Le projet présenté par la coopérative propose de bâtir un nouvel immeuble plus haut à la place de l’existant, qui ne comprend qu’un étage sur rez. Selon les calculs de la Ciguë, «la surface brute de plancher, actuellement de 1230 m2, peut être potentiellement multipliée par cinq pour atteindre 5900 m2.» Les étages pourraient ainsi accueillir 136 chambres, auxquelles s’ajoutent des espaces communs de type cuisine et salon. Mais surtout, insiste Aline Juon, «le rez-de-chaussée pourrait abriter le musée des pompiers. Ce qui permettrait d’en faire un espace plus ouvert vers l’extérieur et mieux mis en valeur.» Pour tenter de convaincre les hommes du feu, la Ciguë explique avoir budgétisé les frais de démontage, de stockage et de remontage de la mezzanine en bois. «Ils s’imaginent que l’on veut les mettre dehors, ce n’est pas le cas!» poursuit-elle.

Même incompréhension de la part du conseiller municipal socialiste Grégoire Carasso: «C’est un projet fédérateur qui ne demande qu’à être déployé.
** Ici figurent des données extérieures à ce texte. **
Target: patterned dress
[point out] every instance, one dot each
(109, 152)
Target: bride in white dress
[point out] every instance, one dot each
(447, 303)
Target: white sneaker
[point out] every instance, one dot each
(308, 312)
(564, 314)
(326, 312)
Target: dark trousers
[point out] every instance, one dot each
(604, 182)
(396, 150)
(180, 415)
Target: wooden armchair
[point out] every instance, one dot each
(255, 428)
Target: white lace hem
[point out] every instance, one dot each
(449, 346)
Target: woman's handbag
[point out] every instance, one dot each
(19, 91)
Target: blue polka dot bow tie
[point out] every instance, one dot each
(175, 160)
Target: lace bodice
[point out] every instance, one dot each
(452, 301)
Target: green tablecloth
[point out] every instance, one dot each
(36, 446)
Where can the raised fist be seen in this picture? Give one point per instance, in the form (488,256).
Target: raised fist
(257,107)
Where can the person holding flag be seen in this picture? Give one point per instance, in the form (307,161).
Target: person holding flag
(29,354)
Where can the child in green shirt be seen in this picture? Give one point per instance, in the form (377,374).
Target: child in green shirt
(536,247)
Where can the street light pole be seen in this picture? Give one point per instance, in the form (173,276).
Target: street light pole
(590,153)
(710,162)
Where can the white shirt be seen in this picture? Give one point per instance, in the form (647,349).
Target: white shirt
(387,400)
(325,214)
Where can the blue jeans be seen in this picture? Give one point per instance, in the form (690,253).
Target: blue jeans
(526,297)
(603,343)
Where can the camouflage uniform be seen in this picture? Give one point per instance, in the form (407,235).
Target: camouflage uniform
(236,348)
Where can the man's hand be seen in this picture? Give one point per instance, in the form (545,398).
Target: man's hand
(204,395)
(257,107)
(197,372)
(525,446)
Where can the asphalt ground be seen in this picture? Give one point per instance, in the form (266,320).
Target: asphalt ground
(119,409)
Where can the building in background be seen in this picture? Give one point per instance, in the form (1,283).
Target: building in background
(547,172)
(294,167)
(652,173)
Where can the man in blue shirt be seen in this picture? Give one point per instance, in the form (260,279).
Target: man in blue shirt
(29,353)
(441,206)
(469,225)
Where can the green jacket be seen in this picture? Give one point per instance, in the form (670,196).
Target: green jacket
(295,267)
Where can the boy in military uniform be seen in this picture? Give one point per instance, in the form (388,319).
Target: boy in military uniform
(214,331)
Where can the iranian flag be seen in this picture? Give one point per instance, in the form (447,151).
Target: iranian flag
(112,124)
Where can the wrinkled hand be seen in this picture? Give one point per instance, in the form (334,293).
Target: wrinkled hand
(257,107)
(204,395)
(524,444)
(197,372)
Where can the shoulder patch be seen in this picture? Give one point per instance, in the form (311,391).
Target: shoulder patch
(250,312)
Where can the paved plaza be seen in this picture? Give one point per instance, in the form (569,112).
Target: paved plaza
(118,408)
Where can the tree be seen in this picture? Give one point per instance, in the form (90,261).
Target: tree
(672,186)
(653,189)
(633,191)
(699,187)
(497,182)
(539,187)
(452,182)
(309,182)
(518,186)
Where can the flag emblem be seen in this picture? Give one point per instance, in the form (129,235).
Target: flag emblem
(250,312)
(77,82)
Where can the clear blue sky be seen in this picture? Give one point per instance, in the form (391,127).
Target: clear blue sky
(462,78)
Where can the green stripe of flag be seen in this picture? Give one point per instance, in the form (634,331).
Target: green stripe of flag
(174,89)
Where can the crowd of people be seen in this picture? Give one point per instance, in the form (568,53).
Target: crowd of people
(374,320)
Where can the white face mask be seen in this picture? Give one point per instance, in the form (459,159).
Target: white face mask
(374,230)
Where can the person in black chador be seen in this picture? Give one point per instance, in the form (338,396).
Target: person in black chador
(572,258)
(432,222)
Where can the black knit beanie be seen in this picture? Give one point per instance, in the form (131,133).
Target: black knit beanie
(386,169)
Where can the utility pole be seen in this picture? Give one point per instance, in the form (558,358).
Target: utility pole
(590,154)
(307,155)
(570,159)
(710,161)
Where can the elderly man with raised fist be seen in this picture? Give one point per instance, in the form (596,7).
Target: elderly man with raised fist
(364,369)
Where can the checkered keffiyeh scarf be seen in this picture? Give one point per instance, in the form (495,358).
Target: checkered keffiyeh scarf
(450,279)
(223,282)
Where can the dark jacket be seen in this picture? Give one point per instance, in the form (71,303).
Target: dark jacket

Il intègre la présence des pompiers sur le site et crée du logement.» Tout en rapportant, puisque la rente annuelle de superficie que pourrait encaisser la Ville est estimée à 90 000 francs par an. D’où son étonnement de voir la demande de crédit d’étude de faisabilité renvoyée en commission des travaux. «L’étude est là pour creuser les options», rappelle celui qui signait une motion sur le sujet il y a plus de deux ans déjà.

Pas de quoi décourager la Ciguë qui, rappelant l’énorme besoin de logements étudiants à Genève, a lancé une pétition pour que ce dossier avance. Les membres de la coopérative entendent la faire signer samedi à l’occasion de la manifestation pour le droit à la ville et au logement. «On espère que cela sensibilisera Rémy Pagani (ndlr: magistrat chargé des Constructions), qui aime bien les pétitions», conclut Aline Juon.